• Des études ont été menées périodiquement sur le site depuis 1997, conformément à l’approche fédérale à l’égard des sites contaminés et aux normes industrielles en matière d’évaluation environnementale. À ce jour, aucun risque immédiat pour la santé humaine ou l’environnement n’a été décelé.  

  • En 2017, Transports Canada a fait réaliser une évaluation environnementale de site de phase III ainsi qu’une évaluation quantitative préliminaire des risques pour la santé humaine et une évaluation des risques écologiques (évaluation des risques) pour l’installation. Ces évaluations portaient sur les hautes terres et du lot d’eau appartenant à Transports Canada; l’ensemble de ces terres représente une superficie d’environ 6 hectares. L’évaluation environnementale de site de phase III et l’évaluation des risques ont été effectuées par un professionnel de l’environnement possédant les attestations requises, qui a suivi les directives publiées par Santé Canada et le Plan d’action pour les sites contaminés fédéraux. 

  • On a procédé à l’évaluation des risques afin de déterminer s’il existe des risques pour la santé humaine et/ou pour l’environnement en lien avec l’exposition à des polluants présents dans le sol, les sédiments et les eaux souterraines. Le rapport contient également des recommandations sur les prochaines étapes à suivre pour atténuer les risques. L’utilisation des sols a été évaluée en fonction des normes environnementales commerciales et des activités récréatives dans la région comme la pêche et la natation. L’étude a pris en compte les contaminants qui pourraient être préoccupants, notamment les hydrocarbures (HAP et HCP) et divers éléments métalliques (dont l’arsenic, le nickel et le chrome). 

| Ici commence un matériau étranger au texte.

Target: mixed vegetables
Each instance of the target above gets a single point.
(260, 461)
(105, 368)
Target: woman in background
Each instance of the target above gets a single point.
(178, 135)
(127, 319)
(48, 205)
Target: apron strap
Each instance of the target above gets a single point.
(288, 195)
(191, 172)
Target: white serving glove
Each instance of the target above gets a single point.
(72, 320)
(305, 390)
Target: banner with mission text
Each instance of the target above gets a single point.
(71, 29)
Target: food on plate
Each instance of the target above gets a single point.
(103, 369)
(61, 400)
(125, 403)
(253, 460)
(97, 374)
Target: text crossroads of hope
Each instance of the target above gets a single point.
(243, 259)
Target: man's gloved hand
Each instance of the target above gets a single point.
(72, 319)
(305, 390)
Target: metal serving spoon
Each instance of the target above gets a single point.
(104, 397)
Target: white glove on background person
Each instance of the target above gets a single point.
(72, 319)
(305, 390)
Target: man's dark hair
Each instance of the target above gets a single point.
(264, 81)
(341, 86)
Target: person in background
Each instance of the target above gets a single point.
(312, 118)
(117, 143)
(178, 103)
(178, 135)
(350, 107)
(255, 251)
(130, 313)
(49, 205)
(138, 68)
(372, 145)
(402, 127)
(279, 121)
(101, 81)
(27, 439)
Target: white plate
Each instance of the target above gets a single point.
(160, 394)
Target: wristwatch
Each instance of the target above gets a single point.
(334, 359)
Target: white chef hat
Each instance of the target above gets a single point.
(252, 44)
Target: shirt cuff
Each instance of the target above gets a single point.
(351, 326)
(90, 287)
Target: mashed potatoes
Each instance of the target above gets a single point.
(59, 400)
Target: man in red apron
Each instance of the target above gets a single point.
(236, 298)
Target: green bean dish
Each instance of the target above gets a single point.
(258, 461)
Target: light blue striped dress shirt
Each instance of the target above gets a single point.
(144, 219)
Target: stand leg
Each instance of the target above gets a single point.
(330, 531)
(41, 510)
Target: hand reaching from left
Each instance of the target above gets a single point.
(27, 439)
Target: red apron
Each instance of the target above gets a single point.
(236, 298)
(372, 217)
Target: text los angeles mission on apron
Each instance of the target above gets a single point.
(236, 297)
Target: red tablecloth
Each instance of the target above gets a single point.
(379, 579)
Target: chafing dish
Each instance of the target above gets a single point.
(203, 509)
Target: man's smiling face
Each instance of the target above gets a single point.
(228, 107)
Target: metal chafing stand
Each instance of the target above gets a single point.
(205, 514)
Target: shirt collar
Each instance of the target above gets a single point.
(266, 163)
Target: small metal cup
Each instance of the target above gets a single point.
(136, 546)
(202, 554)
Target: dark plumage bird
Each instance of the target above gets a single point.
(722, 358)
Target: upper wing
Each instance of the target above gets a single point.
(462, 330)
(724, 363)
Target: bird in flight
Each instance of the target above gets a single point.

  • L’évaluation des risques a permis de conclure que l’installation ne présentait pas de risques pour la santé humaine associés à la baignade, à la mise à l’eau de bateaux, à l’ingestion d’aliments traditionnels (poissons et animaux sauvages) ou à des activités récréatives. Cela s’explique principalement par les niveaux de contamination relativement faibles et par la petite taille de l’installation par rapport à l’habitat du poisson dans le lac Athabasca, qui limite l’absorption des contaminants présents sur le site. 

  • L’évaluation des risques fait état d’un risque possible pour les personnes lié aux eaux souterraines. Transports Canada a jugé ce risque très faible, car les eaux souterraines devraient s’écouler vers le sud en direction du lac Athabasca, ce qui signifie que les eaux souterraines provenant de notre installation se dirigeraient vers le lac plutôt que vers les puits situés en amont. De plus, l’installation ne compte aucun puits d’eau souterraine, et aucune propriété n’est située entre cette dernière et le lac Athabasca. Transports Canada a effectué une recherche dans la base de données sur les puits de l’Alberta (Alberta Water Well Information Database), ce qui lui a permis de confirmer qu’il y n’avait aucun puits à proximité de l’installation. 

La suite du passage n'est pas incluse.